The hypothesis that faecal haemoglobin concentrations are a reflection of systemic inflammation could be addressed by carrying out a similar study using faecal calprotectin, or possibly other markers of inflammation, but this is impractical given the time scales involved. Notably, in our study of gFOBT positivity and all-cause mortality, a number of non-neoplastic causes of death known to be associated with systemic inflammation were also associated with a positive gFOBT result. 2
Quite apart from any public health implications of this observation, an increase in the background rate of faecal occult bleeding that is unrelated to the incidence of CRC could have an impact on the overall performance of a population-based CRC screening programme predicated on the detection of the presence of occult blood in faeces, through decreasing the PPV of the test result. The PPVs of final test results for both CRC and adenoma have been key performance indicators since the beginning of the SBoSP. 7 Examination of the PPV for CRC over time demonstrated a decline between 2007 and 2017 from 11.0 to 6.6%, leading to a small decrease in cancer detection rate in those with a final screening test result, 7 albeit accompanied by an increase in overall uptake, as has been described in detail. 22 This could be explained by a decrease in the ratio of prevalence to incidence screening episodes, or changes in colonoscopy quality, although in Scotland, as we have described, 23 no new measures were introduced to improve or audit colonoscopy performance throughout the study periods. An increase in background population gFOBT positivity is an alternative or additional explanation, and this could be interpreted as an inherent weakness of this approach to screening.

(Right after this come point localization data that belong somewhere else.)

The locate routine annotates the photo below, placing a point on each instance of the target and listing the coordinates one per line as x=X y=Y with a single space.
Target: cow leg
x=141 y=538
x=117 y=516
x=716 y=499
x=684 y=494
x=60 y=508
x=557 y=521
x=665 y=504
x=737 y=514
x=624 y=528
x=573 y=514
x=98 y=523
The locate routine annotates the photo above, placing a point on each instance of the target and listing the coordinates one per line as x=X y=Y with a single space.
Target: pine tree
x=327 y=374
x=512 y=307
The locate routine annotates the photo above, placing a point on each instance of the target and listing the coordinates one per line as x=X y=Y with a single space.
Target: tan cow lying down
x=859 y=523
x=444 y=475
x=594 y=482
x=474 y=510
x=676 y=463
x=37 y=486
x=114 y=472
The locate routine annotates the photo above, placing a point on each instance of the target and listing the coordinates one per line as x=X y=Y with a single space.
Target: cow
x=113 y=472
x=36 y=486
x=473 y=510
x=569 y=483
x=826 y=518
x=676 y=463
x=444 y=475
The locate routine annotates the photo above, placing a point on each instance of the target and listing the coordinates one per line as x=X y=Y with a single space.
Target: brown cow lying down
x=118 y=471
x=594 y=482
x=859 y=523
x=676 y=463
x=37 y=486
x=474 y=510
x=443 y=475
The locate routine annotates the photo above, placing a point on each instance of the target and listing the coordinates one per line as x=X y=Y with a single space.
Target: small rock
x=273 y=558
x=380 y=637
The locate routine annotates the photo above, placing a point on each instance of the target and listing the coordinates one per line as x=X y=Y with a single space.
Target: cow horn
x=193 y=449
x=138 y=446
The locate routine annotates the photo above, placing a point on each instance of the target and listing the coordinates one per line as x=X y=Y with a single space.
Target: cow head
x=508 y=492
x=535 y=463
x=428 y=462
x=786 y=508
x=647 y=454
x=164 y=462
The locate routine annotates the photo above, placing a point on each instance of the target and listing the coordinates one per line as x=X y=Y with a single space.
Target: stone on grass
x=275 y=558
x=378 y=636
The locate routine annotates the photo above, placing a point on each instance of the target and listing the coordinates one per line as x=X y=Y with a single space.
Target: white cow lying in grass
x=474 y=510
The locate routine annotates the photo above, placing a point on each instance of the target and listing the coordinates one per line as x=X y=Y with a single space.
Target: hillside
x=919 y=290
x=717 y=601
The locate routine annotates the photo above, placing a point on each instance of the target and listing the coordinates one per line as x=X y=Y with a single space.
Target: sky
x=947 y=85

The PPV for adenoma increased between 2007 and 2017 from 31.6 to 39.8%. This is in keeping with the hypothesis that adenomas are detected by tests for the presence of occult blood in faeces, not simply because they bleed, but because chronic inflammation is involved in the initiation of the neoplastic process, so that adenomas tend to arise in a sub-clinically inflamed colon. If this is the case, an increase in faecal occult bleeding in the population might signal an increase in the incidence of colorectal adenomas. Thus, testing for the presence of occult blood in faeces might prove to be an effective means of finding adenomas that will take account of changes in incidence, especially if the faecal haemoglobin concentration threshold for triggering a colonoscopy from quantitative FIT is lowered. This, in turn, could enhance the ability of screening programmes to prevent the development of invasive CRC by interrupting the adenoma–carcinoma sequence.
Conclusion
Over the studied decade, initial gFOBT positivity increased in participants aged 50 in the SBoSP. This may be associated with changes in lifestyle, and might have implications for screening clinical outcomes, including PPV.
Footnotes
Declaration of conflicting interests
The author(s) declared the following potential conflicts of interest with respect to the research, authorship, and/or publication of this article: NHS Tayside, through Callum G Fraser, had a paid consultancy contract with Immunostics Inc., Ocean, NJ, USA, the suppliers of gFOBT and qualitative FIT. All other authors declare no interests.
Funding
The author(s) disclosed receipt of the financial support for the research, authorship and/or publication of this article: Scottish Government. The views expressed are those of the authors.